Simulation results suggested that, handled optimally, the ATR could have reached Palermo with the tailwind of that day. Two crews flew a simulator at ATR's facility in France from the same starting conditions. By feathering the propellers and reducing the speed to the optimal gliding speed, one made a landing at Palermo, and the other one ditched a mile short of the runway. The fundamental difference was that the simulator pilots knew there was no fuel available and responded accordingly. In contrast, the captain of the Tuninter ATR – whose FQI showed sufficient fuel remained – focused initially on trying to restart the engines in the hope they would respond. When the engines could not be restarted, the captain then focused on selecting a place to ditch the aircraft. Unlike the simulator pilots, Gharbi had a lack of instruments and experienced radio interruptions. The final investigative report suggested that airlines train their pilots to deal with unusual situations.

==Aftermath==
Tuninter compensated each family of a victim or survivor with €20,000. On 7 September 2005, the Italian government banned Tuninter from flying into Italian airspace. Tuninter rebranded itself as Tunisair Express and had scheduled flights into Italy again as of 2007.

===Criminal conviction===
In March 2009, an Italian court sentenced the pilot, Chafik al-Gharbi, to 10 years in prison for manslaughter. Prosecutors said that after the plane's engines stopped functioning, al-Gharbi succumbed to panic, started praying, and failed to follow emergency procedures, and that he could possibly have reached runway 25 of Falcone–Borsellino Airport, or even the standard runway 20. Six others, including the co-pilot as well as the chief operating officer of Tuninter Airlines, were sentenced to between eight and 10 years. By 2009, they had not started serving time, pending the appeals process. The International Federation of Air Line Pilots' Associations (IFALPA) protested the flight crews' criminal sentences, calling the investigation "injustice" and the sentences "flawed." In April 2012, the court of Palermo, Italy, reduced the sentences of seven of the Tunisian airline personnel charged. Following their second appeal to the court, al-Gharbi received six years and eight months, with the others received reduced sentences between 5½ years to 6 years.

The criminal investigation and subsequent sentencing caused considerable controversy in Tunisia and, to a lesser extent, in the civil aviation world.

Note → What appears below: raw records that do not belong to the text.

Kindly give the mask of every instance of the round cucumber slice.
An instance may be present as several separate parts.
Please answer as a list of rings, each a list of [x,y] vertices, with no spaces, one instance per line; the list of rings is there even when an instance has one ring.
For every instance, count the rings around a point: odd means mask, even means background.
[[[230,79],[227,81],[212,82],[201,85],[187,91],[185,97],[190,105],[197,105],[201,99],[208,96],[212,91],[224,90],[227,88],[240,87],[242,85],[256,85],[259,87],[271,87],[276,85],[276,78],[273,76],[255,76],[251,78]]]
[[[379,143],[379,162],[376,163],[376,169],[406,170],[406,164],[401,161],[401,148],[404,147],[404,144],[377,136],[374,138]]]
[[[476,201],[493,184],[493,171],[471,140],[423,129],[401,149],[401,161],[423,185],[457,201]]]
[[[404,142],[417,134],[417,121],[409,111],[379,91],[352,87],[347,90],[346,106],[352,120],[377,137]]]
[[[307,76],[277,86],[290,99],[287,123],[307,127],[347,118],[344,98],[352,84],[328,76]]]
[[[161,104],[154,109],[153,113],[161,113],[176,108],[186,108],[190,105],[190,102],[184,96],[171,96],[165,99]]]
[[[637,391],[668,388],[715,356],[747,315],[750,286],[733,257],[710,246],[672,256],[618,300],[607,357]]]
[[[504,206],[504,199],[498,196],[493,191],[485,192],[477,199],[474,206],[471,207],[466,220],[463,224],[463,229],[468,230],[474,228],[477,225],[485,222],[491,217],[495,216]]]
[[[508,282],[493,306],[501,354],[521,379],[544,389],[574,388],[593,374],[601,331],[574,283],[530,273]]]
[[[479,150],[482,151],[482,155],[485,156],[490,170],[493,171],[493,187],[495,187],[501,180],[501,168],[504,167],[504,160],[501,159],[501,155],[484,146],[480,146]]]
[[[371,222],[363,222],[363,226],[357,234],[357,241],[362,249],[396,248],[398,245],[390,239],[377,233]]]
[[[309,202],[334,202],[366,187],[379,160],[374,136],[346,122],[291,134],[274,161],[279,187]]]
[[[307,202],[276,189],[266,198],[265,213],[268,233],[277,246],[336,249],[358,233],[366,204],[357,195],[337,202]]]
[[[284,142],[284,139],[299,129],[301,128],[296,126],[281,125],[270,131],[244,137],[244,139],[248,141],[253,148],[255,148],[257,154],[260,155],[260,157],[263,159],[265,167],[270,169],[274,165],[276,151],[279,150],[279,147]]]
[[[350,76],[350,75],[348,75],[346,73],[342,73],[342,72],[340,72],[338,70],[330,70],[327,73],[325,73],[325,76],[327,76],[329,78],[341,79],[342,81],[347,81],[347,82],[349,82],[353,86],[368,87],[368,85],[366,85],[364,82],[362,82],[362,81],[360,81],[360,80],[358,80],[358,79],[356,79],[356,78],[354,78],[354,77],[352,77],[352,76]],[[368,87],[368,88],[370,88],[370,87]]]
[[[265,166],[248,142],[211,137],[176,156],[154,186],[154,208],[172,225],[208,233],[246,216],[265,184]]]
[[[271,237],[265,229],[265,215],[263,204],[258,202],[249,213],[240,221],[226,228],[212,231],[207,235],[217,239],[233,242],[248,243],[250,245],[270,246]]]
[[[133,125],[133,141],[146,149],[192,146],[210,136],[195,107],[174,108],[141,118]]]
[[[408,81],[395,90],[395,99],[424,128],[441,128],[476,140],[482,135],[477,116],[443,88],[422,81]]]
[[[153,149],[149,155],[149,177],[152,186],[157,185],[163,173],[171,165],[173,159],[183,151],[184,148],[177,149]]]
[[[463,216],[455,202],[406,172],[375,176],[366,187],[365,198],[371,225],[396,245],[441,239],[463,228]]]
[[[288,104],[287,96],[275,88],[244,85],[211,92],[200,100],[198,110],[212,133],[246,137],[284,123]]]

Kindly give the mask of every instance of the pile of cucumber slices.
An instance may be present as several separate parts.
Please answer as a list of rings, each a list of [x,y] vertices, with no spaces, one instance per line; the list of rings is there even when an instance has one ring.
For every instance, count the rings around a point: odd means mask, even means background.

The official investigation was accused of being one-sided and of ignoring mistakes made by Italian air traffic controllers. Unedited cockpit recordings leaked to the public demonstrated the Palermo air traffic controller as having a poor grasp of English, failing to assign the distressed flight its own radio frequency on which to communicate, and giving the pilots incomplete and/or useless information about their position. These cockpit recordings were omitted from the official investigation report.

==Dramatization==
The crash was featured in the 2009 episode "Falling Fast", of the Canadian-made, internationally distributed documentary series Mayday.

It is featured in season 1, episode 1, of the TV show Why Planes Crash.